Le charme du petit qui bat le gros
D’enfants aux yeux écarquillés devant leur écran, les supporteurs sont devenus de grands voyageurs. Et plus il y a d’équipes, plus cela offre d’opportunités de voyager. Notamment pour les fans des « petits clubs ». Songez déjà qu’en 1977, 15 000 Bastiais se sont rendus dans le Piémont pour encourager Johnny Rep et les siens vaincre le Torino en huitièmes de finale de la coupe UEFA. Ils sont encore 4 000 à Iéna (ex RDA) au tour suivant. Comme ça jusqu’à la finale qu’ils vont perdre 1-0 contre le PSV Eindhoven.
Avec l’avènement des low cost et des RTT, tout est devenu plus facile en termes de déplacements. Grâce aux matches de coupe d’Europe, les supporteurs ont acquis de bonnes connaissances sur la géographie du Vieux Continent. Ils maitrisent le patronyme des joueurs suédois, islandais ou croates. Ils connaissent les bons plans et les attraits de chaque ville. Comme l’indique un journaliste suisse du Temps, pas la peine de leur apprendre que le Douro coule au Portugal, le Tibre en Italie ou que la Mersey traverse la ville de Liverpool, ils le savent. Mieux qu’à l’école.
Les supporteurs connaissent leur géographie
Alors si un jour la Ligue des Champions venait à disparaitre au profit de cette Super League entre clubs argentés, que va-t-il rester du charme de ces oppositions entre petits et gros. De cette glorieuse incertitude du sport qui nous fait tant vibrer. Atlético Madrid – RC Salzburg, fini. Real – Chakhtar terminé. Man City – Olympiakos, au rang des oubliettes. Les très riches d’un côté, les autres à la marge. Sans vouloir sombrer dans le c’était mieux avant, on ne peut se résoudre à accepter ça. Il en va de l’histoire du foot et de ses supporteurs. Devant le mécontentement et sous la pression de ces derniers, le projet de Super League est pour l’instant mis entre parenthèses. Ouf.
Mais pour se faire contrer dans son dos, l’UEFA ne s’est-elle pas montrée trop arrogante. Trop sûre d’elle en restant drapée dans une vision purement mercantile des choses. En décidant sans l’aval des supporteurs qui je le répète font l’histoire de ce sport. De ces supporteurs qu’on maltraite et qu’on oblige à multiplier les abonnements télé pour suivre les matches. Qu’on ne s’étonne pas de les voir se tourner de plus en plus vers le piratage. Le football, sport populaire, pas sport business.
D’où qu’ils viennent, ces grands manitous du football qui décident de tout ne doivent pas faire n’importe quoi.

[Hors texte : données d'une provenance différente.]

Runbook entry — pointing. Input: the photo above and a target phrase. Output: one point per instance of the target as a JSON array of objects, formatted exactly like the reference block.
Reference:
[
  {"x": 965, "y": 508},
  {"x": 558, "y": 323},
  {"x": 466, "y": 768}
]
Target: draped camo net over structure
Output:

On le perçoit déjà avec la prochaine Coupe du Monde qui doit se tenir au Qatar l’an prochain. D’abord prévu en été dans des stades climatisés, l’évènement se déroulera finalement en hiver, du 21 novembre au 18 décembre. Un non-sens à mes yeux dans un pays qui ne respire pas le football. Il y a la géographie, mais n’oublions pas l’histoire.
*Après les défections des clubs les uns après les autres, la Juventus de Turin, à l’origine du projet de « Super League » admet officiellement que celui-ci est terminé.